Updates for Linux systems are release frequently. Staying on top of these updates can be challenging.  This is why we use automated patch management tools and have monitoring in place to alert us when a system is out of date.  If you are updating your server manually (or not at all), you may miss important security updates.  Hackers often scan for vulnerably systems within hours of a issue being disclosed.  So rapid response is key.  If you cannot automate your updates, then create a schedule to update your system.   I recommend weekly at a minimum for current versions and perhaps monthly for older OS versions.  I would also monitor release notices from your distribution so you are aware of any major security threats and can respond quickly.

5. Update your Control Panel.

If you are using a hosting or server control panel, be sure to update it as well. Sometimes this means updating not only the control panel itself, but also software it controls. For example, with WHM/cPanel, you must manually update PHP versions to fix known issues. Simply updating the control panel does not also update the underlying Apache and PHP versions used by your OS.

6. Check application updates.

Web applications account for more than 95% of all security breaches we investigate.  Be sure to update your web applications, especially popular programs like WordPress.

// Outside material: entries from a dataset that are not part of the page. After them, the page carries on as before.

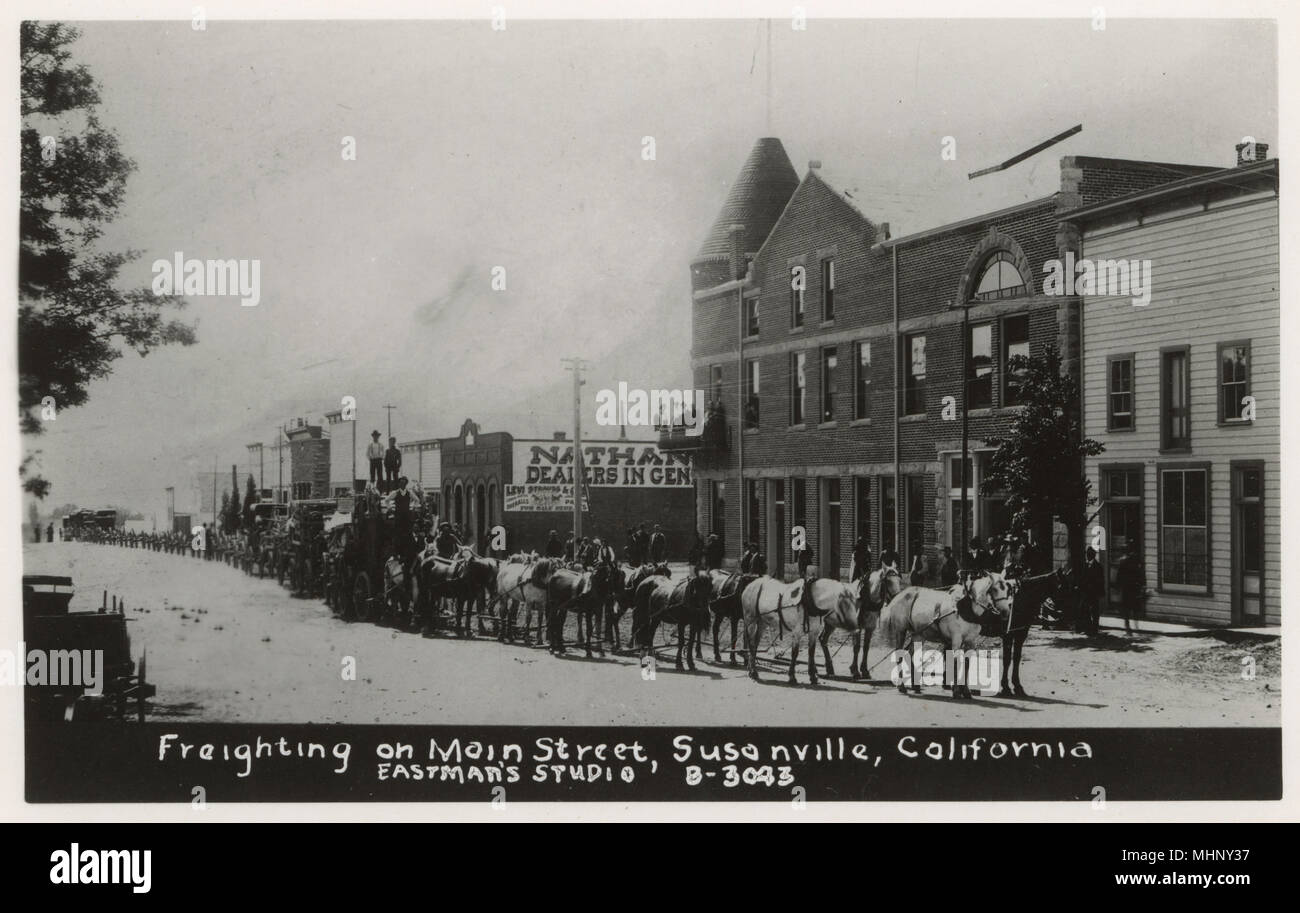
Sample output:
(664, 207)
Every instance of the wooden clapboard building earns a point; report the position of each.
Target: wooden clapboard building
(1184, 392)
(833, 397)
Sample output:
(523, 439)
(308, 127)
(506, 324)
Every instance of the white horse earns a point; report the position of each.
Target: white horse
(956, 618)
(797, 609)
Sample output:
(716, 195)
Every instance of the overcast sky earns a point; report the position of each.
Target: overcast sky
(521, 148)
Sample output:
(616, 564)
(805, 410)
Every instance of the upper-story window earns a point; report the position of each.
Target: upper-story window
(979, 368)
(1015, 342)
(1000, 278)
(828, 289)
(798, 388)
(914, 381)
(798, 280)
(1234, 381)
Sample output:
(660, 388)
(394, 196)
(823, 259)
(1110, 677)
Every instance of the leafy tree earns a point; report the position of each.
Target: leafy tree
(73, 320)
(1040, 463)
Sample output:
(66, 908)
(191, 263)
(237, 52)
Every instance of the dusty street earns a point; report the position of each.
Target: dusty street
(224, 647)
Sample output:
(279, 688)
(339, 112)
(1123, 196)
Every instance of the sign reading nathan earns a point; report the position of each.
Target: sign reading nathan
(605, 464)
(542, 498)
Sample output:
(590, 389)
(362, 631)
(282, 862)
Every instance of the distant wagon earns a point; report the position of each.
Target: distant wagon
(66, 640)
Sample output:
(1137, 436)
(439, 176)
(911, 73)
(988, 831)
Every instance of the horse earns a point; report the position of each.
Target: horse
(684, 604)
(440, 578)
(875, 591)
(534, 595)
(623, 596)
(798, 608)
(584, 592)
(956, 618)
(726, 604)
(511, 578)
(1028, 596)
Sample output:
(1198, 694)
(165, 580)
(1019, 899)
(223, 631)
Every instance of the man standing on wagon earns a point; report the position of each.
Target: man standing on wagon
(391, 464)
(375, 453)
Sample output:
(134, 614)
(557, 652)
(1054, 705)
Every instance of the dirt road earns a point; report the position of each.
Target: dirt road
(224, 647)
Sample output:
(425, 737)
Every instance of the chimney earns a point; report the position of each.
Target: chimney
(736, 249)
(1251, 152)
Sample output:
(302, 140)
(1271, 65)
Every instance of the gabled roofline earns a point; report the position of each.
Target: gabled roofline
(811, 176)
(967, 223)
(1223, 176)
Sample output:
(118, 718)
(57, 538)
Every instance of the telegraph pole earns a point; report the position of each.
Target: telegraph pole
(577, 366)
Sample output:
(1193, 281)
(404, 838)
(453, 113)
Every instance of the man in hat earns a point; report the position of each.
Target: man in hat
(391, 463)
(375, 453)
(714, 552)
(446, 542)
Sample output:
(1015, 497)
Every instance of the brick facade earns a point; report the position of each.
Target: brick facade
(930, 275)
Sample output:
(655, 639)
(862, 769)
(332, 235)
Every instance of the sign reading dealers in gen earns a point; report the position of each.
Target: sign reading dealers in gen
(544, 471)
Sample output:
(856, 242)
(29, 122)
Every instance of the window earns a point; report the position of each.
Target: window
(798, 386)
(1119, 393)
(914, 383)
(752, 394)
(1000, 278)
(718, 501)
(979, 368)
(862, 496)
(1175, 431)
(862, 381)
(828, 289)
(798, 509)
(914, 514)
(1184, 529)
(1015, 342)
(831, 529)
(797, 282)
(888, 514)
(1234, 380)
(830, 360)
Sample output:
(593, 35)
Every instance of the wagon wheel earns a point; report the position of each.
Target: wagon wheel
(362, 597)
(398, 602)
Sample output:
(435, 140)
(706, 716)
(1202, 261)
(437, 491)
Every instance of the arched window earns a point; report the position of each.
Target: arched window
(999, 278)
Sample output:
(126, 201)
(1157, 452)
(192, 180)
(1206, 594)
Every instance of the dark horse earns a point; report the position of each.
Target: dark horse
(724, 605)
(623, 595)
(466, 579)
(1028, 596)
(684, 604)
(584, 593)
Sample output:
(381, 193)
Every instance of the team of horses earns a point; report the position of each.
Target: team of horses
(797, 614)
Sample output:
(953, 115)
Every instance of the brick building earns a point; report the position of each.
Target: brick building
(1183, 392)
(525, 485)
(835, 354)
(310, 459)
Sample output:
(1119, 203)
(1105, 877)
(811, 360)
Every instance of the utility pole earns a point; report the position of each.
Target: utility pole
(577, 366)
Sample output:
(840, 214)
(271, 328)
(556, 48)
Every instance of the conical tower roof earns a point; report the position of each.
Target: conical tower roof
(755, 200)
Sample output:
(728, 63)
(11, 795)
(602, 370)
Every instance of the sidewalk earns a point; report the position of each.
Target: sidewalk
(1144, 626)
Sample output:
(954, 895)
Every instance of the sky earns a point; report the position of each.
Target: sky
(523, 150)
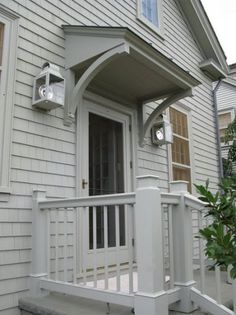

7. Check remote management tools.

If your server is co-located or with a dedicated server provider, you will want to check that your remote management tools work. Remote console, remote reboot and rescue mode are what I call the 3 essential tools for remote server management. You want to know that these will work when you need them.

8. Check for hardware errors.

You may want to review the logs for any signs of hardware problems. Overheating notices, disk read errors, network failures could be early indicators of potential hardware failure. These are rare but worth a look, especially if the system has not been working within normal ranges.

9. Check server utilization.

Review your server’s disk, CPU, RAM and network utilization. If you are nearing limits, you may need to plan on adding resources to your server or migrating to a new one.  If you are not using a performance monitoring tool, you can install systat on most Linux servers.  This will provide you some baseline performance data.

10. Review user accounts.

If you have had staff changes, client cancellations or other user changes, you will want to remove these users from your system. Storing old sites and users is both a security and legal risk. Depending on your service contracts, you may not have the right to retain a client’s data after they have terminated services.

11. Change passwords.

I recommend changing passwords every 6 to 12 months, especially if you have given out passwords to others for maintenance.

12. Check system security.

I suggest a periodic review of your server’s security using a remote auditing tool such as Nessus. Regular security audits serve as a check on system configuration, OS updates and other potential security risks. I suggest this at least 4 times a year and preferably monthly. Also, you may want to revisit the 10 immutable laws of security administration.

Being Proactive Prevents Failures

As part of our management services, we monitor over a dozen server health metrics.   By keeping track of things like swap usage, loads, mail queue depth and more, our team of sysadmin often spot issues before they become failures.

Should failures occur, our team can focus on fixing the issue rather than worrying about maintenance items.  This allows us to resolve most service outages in minutes.  We don’t have to stop and apply six months of OS updates to see if a known bug is the issue.

We highly recommend automating server management and maintenance.  If you cannot automate, then create a schedule and stick to it.  When we first started in this business over 10 years ago, we did a lot of things manually.  That works well for a few severs, but once you have dozens of systems to manage, you can miss things.  Tools like Nagios, New Relic, Pingdom, sysstat and many other open source and SaaS products can help you keep tabs on your servers.